Stones à Barcelone : sexe, fumée et neuf cents pesetas pendant la Transition

10 June 2026 Publié | Traduit de l'espagnol

Il y a un demi-siècle, les Rolling Stones ont atterri dans une Espagne qui sentait le changement politique. Leur premier concert dans le pays a eu lieu à la Plaza de Toros Monumental de Barcelone, une scène aussi taurine que rock. Les billets coûtaient 900 pesetas, une somme qui aujourd'hui suffit à peine pour un café au lait. Le spectacle, en pleine tournée chaotique, comprenait un rituel sexuel sur les planches et des bombes fumigènes dans les gradins, marquant un avant et un après dans la morale du régime.

Plaza de Toros Monumental de Barcelone lors d'un concert de rock, fumée dense s'élevant des gradins tandis qu'un guitariste saute sur scène avec une Gibson Les Paul, câbles emmêlés et amplificateurs Marshall vintage, batterie aux cymbales brillant sous des projecteurs de lumière chaude, techniciens ajustant des moniteurs de scène avec des cassettes et des mixeurs analogiques, public jeune en blousons de cuir agitant les bras, photographie cinématographique à gros grain, style documentaire des années 70, éclairage dramatique avec des éclats rouges et jaunes, réalisme photographique avec texture de film

La logistique du chaos : son analogique et fumée tactique 🎸

D'un point de vue technique, monter un concert des Stones en 1973 était un défi d'ingénierie.
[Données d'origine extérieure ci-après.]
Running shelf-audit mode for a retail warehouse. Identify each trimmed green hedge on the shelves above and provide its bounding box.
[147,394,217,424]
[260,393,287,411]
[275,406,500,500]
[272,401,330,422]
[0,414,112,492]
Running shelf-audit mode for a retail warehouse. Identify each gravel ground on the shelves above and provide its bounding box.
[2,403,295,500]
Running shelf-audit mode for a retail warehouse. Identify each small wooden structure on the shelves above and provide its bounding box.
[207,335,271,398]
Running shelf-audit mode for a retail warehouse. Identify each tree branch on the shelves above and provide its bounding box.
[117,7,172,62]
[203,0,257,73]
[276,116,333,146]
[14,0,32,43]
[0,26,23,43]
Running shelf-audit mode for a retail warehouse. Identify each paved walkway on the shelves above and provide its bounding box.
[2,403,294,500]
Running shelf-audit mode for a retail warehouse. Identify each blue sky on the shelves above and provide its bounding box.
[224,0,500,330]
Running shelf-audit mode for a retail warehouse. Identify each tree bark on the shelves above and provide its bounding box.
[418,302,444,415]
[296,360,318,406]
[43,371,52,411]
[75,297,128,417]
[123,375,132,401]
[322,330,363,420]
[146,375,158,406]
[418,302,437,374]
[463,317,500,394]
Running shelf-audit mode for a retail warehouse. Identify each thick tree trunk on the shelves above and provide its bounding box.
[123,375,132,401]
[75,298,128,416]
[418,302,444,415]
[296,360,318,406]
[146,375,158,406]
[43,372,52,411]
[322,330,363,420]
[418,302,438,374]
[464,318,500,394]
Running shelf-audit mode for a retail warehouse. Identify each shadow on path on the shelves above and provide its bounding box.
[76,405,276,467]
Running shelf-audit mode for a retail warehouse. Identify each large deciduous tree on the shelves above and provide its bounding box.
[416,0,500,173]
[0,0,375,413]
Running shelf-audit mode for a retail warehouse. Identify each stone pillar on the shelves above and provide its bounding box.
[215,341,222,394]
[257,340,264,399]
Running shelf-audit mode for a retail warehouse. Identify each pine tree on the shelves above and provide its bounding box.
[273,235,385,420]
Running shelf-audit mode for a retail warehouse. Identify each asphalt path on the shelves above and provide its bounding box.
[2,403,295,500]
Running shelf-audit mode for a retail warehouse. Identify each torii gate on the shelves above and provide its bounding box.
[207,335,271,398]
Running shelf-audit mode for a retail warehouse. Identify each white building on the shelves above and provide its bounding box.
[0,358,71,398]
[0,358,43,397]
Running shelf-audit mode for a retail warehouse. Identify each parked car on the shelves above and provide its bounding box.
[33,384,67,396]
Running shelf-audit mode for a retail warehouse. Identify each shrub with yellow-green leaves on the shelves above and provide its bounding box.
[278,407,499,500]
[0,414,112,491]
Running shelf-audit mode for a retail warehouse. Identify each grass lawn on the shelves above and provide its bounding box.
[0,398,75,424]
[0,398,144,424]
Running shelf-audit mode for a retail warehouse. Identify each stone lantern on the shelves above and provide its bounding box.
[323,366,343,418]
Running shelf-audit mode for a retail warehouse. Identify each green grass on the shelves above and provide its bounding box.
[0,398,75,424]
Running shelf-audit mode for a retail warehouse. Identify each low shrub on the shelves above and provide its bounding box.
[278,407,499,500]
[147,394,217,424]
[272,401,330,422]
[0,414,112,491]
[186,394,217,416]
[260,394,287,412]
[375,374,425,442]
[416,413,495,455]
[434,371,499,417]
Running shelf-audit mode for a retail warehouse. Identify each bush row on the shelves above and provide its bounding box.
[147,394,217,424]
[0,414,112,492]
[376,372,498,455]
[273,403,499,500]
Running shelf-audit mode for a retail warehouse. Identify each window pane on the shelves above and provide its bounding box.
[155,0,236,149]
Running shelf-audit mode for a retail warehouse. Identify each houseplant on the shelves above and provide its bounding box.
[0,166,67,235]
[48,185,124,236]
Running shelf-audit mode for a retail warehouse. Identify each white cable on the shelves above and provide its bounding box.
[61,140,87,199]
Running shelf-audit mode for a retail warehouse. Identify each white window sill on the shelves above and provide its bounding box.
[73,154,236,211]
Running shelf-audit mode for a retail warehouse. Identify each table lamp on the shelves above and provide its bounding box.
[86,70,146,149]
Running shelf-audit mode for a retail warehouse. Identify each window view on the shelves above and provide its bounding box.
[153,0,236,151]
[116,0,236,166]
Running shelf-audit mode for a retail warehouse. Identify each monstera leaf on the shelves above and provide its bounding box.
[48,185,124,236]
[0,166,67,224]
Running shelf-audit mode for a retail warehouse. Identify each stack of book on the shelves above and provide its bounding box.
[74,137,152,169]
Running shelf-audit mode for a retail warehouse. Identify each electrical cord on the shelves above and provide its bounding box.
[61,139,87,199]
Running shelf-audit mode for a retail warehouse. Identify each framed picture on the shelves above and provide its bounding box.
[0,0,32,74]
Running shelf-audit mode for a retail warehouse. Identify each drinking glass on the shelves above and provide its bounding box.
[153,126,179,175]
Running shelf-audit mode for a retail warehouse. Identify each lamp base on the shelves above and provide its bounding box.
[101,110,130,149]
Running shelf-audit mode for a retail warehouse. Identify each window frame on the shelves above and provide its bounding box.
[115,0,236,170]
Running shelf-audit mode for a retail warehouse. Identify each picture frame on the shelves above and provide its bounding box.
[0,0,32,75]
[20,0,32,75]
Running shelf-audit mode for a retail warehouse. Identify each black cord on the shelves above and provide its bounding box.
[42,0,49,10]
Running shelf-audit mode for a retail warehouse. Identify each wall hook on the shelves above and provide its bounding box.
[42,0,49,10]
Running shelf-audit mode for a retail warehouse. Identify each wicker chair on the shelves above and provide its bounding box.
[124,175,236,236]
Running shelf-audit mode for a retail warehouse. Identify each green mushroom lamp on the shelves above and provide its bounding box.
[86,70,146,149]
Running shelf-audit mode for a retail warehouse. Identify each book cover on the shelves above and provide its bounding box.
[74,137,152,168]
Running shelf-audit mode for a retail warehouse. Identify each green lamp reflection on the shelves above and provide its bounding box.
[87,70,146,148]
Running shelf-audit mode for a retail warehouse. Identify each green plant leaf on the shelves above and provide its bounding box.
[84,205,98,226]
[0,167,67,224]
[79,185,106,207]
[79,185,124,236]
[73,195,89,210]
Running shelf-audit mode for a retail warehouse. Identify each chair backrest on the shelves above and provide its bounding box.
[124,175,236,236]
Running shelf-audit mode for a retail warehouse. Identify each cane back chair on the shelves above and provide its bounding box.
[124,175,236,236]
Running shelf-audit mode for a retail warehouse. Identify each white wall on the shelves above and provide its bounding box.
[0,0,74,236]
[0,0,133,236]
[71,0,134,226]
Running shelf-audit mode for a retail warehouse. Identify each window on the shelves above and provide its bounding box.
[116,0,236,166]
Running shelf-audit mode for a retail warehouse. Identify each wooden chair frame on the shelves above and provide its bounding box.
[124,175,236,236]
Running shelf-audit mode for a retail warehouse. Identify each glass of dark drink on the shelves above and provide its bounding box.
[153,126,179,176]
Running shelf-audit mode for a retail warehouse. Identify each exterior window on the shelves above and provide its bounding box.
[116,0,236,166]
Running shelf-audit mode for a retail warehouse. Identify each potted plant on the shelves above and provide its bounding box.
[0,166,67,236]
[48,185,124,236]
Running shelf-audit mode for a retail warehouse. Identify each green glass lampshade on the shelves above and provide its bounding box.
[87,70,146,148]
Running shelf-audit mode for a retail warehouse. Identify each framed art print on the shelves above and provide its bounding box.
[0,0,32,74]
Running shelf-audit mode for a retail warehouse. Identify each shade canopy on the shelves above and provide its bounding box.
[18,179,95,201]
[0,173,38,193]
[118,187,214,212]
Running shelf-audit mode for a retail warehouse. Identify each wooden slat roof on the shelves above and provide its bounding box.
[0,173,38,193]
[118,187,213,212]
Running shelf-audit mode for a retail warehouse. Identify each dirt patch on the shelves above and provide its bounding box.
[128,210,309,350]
Le système sonore utilisait des amplificateurs à lampes et des haut-parleurs à bobine mobile, sans la précision numérique actuelle. La gestion des bombes fumigènes, lancées depuis les gradins, nécessitait une coordination manuelle avec une pyrotechnie de faible fiabilité. L'éclairage reposait sur des projecteurs à arc au carbone, qui généraient une chaleur intense et des ombres dures. La sécurité, quasi inexistante, dépendait de la bonne volonté des participants et de quelques agents de sécurité.

900 pesetas pour voir Mick Jagger suer la Transition 💥

Le plus curieux est que, pour 900 pesetas, le public n'a pas seulement obtenu du rock and roll, mais aussi un cours accéléré d'éducation sexuelle sur scène. Pendant que les politiciens négociaient dans l'ombre, Jagger se chargeait de montrer aux Espagnols que le corps aussi pouvait voter. Les bombes fumigènes, au lieu de provoquer une bousculade, ont créé une ambiance de discothèque de garage. Au final, tout le monde est sorti avec les oreilles qui sifflaient, les vêtements empestant la poudre et le sentiment que quelque chose changeait pour toujours.